Ticket #612 (closed defect: fixed)
XML files loaded by GeoNetwork may not be in UTF-8 charset and may fail to load
| Reported by: | simonp | Owned by: | geonetwork-devel@… |
|---|---|---|---|
| Priority: | major | Milestone: | v2.7.0 |
| Component: | General | Version: | |
| Keywords: | Cc: |
Description
Some XML files have not UTF-8 chars in them - usually WINDOWS-1252 because these are often pasted into metadata fields from Microsoft apps. The user doesn't realize that the XML file is then no longer UTF-8 and receives strange errors such as 'Error on line 118 of document file:/home/simon/bioreg-test/caab37020028.xml: Invalid byte 2 of 3-byte UTF-8 sequence' when they try to load the XML file into GeoNetwork.
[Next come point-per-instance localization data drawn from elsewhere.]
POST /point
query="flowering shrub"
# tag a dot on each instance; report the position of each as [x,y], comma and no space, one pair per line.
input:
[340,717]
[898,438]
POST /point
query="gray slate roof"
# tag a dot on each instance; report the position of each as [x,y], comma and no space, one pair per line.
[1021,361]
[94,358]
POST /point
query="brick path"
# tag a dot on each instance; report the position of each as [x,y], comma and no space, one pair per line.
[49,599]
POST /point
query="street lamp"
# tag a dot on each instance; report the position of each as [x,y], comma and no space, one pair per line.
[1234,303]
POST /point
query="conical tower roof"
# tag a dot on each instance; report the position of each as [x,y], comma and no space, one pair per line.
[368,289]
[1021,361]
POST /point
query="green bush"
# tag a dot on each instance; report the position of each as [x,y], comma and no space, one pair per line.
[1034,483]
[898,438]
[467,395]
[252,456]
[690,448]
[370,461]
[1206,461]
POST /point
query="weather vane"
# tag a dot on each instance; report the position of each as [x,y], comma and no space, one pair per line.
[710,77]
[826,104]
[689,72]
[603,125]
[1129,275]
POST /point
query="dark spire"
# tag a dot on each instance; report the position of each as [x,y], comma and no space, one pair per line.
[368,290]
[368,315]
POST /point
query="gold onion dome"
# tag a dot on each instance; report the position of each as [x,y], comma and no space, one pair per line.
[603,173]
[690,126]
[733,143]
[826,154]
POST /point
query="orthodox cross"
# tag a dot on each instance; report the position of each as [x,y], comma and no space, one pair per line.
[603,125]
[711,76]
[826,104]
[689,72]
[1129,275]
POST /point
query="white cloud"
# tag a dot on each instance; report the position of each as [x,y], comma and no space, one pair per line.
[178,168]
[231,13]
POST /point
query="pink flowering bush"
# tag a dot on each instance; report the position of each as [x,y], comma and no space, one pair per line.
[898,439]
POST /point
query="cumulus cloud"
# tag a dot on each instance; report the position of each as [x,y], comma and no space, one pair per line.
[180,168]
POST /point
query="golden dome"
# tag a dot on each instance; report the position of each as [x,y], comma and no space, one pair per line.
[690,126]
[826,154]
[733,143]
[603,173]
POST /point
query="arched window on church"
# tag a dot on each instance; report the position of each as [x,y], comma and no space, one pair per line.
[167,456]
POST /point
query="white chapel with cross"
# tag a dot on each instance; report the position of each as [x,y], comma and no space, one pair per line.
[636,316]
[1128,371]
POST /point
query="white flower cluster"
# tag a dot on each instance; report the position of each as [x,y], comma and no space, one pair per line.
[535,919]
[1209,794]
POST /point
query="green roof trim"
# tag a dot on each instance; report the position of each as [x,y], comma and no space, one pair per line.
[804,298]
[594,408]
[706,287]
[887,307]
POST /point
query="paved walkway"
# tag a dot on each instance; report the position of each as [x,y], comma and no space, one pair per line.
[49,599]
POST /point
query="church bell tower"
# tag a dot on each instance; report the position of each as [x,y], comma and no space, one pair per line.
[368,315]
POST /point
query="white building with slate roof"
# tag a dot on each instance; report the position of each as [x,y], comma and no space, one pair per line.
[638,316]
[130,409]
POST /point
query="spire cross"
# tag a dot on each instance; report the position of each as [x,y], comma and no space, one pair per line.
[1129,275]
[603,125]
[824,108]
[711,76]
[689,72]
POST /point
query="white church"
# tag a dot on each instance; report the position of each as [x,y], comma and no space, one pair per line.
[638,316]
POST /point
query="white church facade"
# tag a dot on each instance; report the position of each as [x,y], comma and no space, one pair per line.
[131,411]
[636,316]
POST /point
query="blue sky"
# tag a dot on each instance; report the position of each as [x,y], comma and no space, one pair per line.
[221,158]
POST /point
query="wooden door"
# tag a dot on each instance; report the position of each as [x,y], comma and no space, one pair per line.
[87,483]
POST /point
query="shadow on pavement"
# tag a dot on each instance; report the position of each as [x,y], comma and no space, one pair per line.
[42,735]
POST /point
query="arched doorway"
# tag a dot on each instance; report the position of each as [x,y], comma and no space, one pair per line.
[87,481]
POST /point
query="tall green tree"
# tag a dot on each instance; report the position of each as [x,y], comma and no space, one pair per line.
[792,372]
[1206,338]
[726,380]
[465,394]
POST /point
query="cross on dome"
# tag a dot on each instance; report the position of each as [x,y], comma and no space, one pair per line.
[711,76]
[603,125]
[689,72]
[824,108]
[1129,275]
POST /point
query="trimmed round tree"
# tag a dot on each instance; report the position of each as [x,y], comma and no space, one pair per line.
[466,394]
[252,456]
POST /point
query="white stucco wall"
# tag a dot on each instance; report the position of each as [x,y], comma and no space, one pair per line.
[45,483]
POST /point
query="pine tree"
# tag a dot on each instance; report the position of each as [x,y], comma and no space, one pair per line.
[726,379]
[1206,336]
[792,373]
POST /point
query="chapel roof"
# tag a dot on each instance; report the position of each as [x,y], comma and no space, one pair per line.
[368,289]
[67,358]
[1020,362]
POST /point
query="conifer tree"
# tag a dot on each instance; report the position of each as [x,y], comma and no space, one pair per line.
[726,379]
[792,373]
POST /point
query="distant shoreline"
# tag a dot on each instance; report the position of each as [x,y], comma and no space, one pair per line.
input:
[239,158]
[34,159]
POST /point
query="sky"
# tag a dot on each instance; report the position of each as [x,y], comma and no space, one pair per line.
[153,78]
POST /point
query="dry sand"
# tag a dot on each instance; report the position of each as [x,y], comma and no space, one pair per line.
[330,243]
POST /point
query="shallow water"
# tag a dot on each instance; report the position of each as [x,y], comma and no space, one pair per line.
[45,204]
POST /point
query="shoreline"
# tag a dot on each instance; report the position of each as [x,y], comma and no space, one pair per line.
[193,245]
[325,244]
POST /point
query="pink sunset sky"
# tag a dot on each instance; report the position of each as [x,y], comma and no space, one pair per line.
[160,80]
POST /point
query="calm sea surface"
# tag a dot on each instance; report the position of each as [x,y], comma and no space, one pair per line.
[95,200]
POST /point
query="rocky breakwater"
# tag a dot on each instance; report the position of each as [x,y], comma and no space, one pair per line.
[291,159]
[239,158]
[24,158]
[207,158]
GeoNetwork needs to detect the character set of file content and convert to UTF-8 before attempting to load. Can do this using charset detectors often used in browsers. There is a patch attached which adds the mozilla juniversalcharsetdetector to the loadFile method in the Jeeves utils/Xml.java class. A system property (jeeves.filecharsetdetectandconvert) must be set to enable charset detection and conversion (it is disabled by default or if missing).